To determine more-robust and precise guidelines on the values for C and gamma, the scan can be iterated over an increasingly narrow range of values, increasing the effective resolution. At each step, the performance over the range is evaluated, and the region that reasonably appears to contain a suitable optimum is chosen to determine new limits for the next, smaller scan. (Given the degree of noise in the performance metrics, a more robust method to select the optimum could incorporate polynomial regression on the output metric as a function of input C and gamma values.)
From the above results, it's clear that the classifier performs well almost exclusively in the upper left quadrant. Therefore, the next scan will cover only this region.
# rescan with smaller range
iris_scan.scan(C_lims=(0, 12), gamma_lims=(-12, 0))
# visualize per-class performance, using narrower
# range on v_lims to better illustrate structure
# near maximal values
iris_scan.show_classes(v_lims=(0.9, 1.0))

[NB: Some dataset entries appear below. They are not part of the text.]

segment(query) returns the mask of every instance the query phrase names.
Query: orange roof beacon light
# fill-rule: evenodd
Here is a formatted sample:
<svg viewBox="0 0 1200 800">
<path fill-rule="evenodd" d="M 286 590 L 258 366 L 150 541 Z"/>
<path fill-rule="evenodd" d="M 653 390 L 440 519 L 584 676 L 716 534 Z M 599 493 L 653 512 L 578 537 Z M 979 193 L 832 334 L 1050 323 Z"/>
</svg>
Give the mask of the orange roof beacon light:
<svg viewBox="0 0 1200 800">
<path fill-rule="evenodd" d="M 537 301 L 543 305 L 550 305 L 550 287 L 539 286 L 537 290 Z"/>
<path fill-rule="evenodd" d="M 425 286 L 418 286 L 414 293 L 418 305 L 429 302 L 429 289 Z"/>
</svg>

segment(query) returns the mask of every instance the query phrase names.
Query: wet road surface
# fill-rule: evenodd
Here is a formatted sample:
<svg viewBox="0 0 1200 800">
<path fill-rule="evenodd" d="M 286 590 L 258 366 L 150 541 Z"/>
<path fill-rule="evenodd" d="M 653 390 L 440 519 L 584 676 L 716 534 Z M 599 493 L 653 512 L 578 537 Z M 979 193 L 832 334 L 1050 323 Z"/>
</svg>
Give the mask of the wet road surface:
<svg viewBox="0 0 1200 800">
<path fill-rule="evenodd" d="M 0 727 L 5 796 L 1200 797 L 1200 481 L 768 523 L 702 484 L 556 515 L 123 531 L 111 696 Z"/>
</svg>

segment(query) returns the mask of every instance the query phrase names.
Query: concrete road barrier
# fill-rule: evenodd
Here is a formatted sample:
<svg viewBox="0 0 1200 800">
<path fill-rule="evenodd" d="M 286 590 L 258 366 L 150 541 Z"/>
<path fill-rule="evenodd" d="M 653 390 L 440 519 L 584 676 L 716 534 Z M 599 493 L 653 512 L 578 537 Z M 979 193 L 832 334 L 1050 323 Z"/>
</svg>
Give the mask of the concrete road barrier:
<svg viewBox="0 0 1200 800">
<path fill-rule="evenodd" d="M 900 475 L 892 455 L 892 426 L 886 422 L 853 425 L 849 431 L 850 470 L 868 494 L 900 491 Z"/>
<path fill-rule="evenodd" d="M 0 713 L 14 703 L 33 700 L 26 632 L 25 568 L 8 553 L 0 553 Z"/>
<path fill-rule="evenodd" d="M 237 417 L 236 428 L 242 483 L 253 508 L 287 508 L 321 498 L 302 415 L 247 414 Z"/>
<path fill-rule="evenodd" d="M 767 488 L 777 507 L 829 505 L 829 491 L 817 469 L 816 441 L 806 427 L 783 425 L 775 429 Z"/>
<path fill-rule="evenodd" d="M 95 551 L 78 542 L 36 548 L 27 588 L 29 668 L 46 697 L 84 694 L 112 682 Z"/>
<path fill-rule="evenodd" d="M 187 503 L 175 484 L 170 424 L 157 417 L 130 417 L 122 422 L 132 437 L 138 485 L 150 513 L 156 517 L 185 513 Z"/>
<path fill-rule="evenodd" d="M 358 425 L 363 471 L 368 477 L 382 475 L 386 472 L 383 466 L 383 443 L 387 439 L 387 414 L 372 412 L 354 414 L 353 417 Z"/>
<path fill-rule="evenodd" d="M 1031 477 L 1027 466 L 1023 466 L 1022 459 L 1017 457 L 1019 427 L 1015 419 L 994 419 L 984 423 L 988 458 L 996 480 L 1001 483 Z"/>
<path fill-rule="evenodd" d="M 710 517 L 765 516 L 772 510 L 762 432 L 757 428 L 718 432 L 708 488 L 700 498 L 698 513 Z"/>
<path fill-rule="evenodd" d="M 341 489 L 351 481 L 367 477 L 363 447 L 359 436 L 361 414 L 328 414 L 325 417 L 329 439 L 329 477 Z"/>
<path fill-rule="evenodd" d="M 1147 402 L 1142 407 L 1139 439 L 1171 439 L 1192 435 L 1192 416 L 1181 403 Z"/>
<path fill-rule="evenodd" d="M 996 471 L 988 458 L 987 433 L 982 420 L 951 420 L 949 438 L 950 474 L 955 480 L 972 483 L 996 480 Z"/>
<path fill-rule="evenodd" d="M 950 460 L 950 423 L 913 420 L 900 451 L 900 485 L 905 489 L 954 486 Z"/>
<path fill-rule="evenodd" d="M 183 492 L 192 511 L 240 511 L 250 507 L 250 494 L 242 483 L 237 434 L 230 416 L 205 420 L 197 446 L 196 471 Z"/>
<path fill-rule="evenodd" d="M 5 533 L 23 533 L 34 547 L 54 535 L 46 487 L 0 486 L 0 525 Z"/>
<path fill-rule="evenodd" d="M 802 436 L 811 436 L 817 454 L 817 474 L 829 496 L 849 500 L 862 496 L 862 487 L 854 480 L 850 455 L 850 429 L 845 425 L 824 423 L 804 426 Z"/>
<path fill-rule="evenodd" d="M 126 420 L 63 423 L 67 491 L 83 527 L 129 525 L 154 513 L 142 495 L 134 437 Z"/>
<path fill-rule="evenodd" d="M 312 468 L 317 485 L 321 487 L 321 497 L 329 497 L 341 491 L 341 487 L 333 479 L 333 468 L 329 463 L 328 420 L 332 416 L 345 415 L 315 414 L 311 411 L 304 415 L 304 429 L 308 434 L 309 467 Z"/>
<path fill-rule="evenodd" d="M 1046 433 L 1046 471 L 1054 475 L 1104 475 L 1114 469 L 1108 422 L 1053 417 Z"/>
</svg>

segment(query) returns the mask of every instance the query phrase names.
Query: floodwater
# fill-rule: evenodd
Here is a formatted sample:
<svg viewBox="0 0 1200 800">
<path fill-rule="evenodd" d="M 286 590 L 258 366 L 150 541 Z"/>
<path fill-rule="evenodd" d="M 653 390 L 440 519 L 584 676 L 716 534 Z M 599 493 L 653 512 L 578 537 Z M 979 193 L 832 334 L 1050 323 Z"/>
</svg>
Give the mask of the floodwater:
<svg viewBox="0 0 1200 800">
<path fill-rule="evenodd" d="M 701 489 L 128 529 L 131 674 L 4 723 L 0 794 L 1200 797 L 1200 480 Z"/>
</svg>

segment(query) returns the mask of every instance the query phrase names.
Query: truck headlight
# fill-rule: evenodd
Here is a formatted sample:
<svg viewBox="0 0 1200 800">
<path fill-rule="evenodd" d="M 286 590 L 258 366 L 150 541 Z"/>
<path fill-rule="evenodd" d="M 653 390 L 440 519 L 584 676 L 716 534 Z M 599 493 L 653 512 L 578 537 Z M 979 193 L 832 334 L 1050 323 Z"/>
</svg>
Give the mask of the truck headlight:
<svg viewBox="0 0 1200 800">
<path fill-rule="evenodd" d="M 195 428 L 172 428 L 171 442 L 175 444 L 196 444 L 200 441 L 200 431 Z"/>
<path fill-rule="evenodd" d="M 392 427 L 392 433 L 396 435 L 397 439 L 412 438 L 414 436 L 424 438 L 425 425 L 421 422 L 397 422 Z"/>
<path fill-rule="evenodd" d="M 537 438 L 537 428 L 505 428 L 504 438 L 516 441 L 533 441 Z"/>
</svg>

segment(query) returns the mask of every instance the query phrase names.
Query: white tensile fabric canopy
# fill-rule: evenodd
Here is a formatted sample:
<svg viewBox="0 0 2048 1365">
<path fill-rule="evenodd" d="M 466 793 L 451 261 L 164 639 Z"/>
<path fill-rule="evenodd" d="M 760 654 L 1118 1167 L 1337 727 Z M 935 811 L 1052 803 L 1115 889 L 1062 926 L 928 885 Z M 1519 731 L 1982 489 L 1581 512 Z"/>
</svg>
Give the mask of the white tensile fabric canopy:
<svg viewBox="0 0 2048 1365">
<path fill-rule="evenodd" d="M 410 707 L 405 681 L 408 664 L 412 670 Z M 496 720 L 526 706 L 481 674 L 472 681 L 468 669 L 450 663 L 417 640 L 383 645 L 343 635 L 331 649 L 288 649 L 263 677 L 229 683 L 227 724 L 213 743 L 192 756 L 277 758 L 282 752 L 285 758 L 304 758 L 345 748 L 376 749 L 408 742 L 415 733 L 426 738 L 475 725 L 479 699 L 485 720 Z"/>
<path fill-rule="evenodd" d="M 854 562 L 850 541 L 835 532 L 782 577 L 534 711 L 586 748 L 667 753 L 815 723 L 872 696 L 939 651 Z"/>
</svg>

The best performing classifiers (in terms of combined overall, Versicolor, and Virginica performances) on average were those with a value of $7.197\times10^{-6}$ for gamma and $4.498\times10^{4}$ for C, with an average overall accuracy of 97.4 % (up from 97.2 %, in the previous scan). The next scan will consider 2 orders of magnitude for each parameter, centered around this point.
iris_scan.scan(C_lims=(3, 5), gamma_lims=(-6, -4))
The best performing parameters were $1.526\times10^{-5}$ (gamma) and $2.442\times10^{4}$ (C). For the final scan, linear ranges around these values will be used.
iris_scan.scan(C_lims=(2e4, 3e4), gamma_lims=(1e-5, 2e-5), logvals=False)
The maximum overall accuracy has improved to 97.5 %, and can be reached through several different pairs of C and gamma values within this range. One of these pairs (gamma = $1.245\times10^{-5}$, C = $2.347\times10^{4}$) also maximizes performance in classifying Versicolor and Virginica individually, and thus represents optimal paramater values for future classifier training.